Like none of his men ever got hurt on the job or in trouble. News flash, they did.
It was such male bullshit. If they ended up with a scar, they were more badass than before, but if-heaven forbid-something happened to me, the world might end. Don't get me wrong, I didn't want to get hurt. I didn't plan to get hurt, but the sexist shit made me want to scream.
Ridge stood perfectly still during all my inner ranting. He didn't speak again until my gaze reached his. "Does Mick know about your missing dog case?"
I dropped my foot from the top of my desk, hitting Katy's box. Shit, that hurt my heel even in my thick winter boots. "He knows about Brent."
We needed to stop referring to him as a missing dog and start calling him what he was-a missing Brent. A minor distinction, but an important one.

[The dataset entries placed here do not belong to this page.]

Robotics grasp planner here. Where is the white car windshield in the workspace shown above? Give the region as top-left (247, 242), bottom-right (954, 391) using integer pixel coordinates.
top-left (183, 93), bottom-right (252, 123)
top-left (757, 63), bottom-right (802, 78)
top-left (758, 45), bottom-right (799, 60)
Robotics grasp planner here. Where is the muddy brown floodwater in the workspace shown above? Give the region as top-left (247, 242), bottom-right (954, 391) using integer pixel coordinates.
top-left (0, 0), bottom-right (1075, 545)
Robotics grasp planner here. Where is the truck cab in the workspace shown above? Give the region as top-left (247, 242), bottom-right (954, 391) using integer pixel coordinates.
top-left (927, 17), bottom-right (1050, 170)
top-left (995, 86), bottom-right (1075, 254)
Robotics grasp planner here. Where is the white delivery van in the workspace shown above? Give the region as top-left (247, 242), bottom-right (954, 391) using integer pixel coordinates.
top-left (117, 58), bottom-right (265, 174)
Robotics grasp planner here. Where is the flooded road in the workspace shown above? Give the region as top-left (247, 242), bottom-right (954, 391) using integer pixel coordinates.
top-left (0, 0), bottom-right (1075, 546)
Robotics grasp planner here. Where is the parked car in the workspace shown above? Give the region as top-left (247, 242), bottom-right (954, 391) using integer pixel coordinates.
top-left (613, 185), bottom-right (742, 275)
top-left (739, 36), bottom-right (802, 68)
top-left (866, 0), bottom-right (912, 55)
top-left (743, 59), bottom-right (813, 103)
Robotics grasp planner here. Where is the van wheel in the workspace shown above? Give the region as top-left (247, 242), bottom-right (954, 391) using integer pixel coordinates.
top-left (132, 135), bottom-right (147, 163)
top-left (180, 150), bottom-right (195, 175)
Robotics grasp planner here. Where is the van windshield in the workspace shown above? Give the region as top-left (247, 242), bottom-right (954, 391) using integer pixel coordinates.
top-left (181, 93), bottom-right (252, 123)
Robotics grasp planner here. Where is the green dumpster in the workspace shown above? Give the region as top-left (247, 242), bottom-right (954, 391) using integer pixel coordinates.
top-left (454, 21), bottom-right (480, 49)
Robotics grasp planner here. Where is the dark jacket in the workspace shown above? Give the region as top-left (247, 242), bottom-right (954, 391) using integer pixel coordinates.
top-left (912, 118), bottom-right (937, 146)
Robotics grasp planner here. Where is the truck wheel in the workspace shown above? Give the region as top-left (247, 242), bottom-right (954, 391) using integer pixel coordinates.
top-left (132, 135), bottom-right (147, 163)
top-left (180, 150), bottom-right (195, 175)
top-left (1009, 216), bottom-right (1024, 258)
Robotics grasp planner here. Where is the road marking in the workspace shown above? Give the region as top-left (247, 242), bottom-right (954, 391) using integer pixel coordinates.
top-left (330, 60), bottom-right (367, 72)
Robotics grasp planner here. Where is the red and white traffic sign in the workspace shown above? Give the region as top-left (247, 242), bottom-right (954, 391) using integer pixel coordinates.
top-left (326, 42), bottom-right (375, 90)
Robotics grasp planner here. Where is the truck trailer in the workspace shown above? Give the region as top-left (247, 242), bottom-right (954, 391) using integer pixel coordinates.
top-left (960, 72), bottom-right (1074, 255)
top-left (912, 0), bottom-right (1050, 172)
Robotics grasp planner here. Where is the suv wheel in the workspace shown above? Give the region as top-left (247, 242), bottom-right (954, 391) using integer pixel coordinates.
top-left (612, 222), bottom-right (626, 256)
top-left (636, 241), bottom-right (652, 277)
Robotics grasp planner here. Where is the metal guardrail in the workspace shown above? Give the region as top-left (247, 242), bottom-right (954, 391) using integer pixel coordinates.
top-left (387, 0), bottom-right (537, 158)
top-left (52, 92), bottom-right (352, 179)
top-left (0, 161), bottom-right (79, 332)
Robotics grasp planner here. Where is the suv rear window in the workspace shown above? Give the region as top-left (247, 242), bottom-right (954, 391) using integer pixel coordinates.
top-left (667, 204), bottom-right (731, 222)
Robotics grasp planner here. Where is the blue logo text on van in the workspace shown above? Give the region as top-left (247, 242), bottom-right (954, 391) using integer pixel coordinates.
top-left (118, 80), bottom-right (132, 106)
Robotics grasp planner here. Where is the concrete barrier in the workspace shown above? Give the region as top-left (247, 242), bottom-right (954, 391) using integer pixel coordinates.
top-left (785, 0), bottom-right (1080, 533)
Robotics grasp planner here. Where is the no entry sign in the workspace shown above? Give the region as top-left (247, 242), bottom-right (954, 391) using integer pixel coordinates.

Ridge ran his fingers through his hair and closed his eyes. I'd seen the signs of distress on him before, but it normally came from something his wife, Tabitha, or one of her friends said. "Vonnie, you don't have a gun."
Ah ha! Got him. "I have a stun gun and I bet it would hurt your ass."
I whipped the stun gun from my pocket and slid it on the top of my desk toward him, hoping it was threatening. The corner of Ridge's lip tipped up when he spotted the pink color. More of that blatant sexism.
Men.
He sighed and as his mouth opened to speak again with more nonsense bullshit, but his phone beeped three times and he hurried to slide it from his back pocket. A second passed as he read the message and scowled at the screen.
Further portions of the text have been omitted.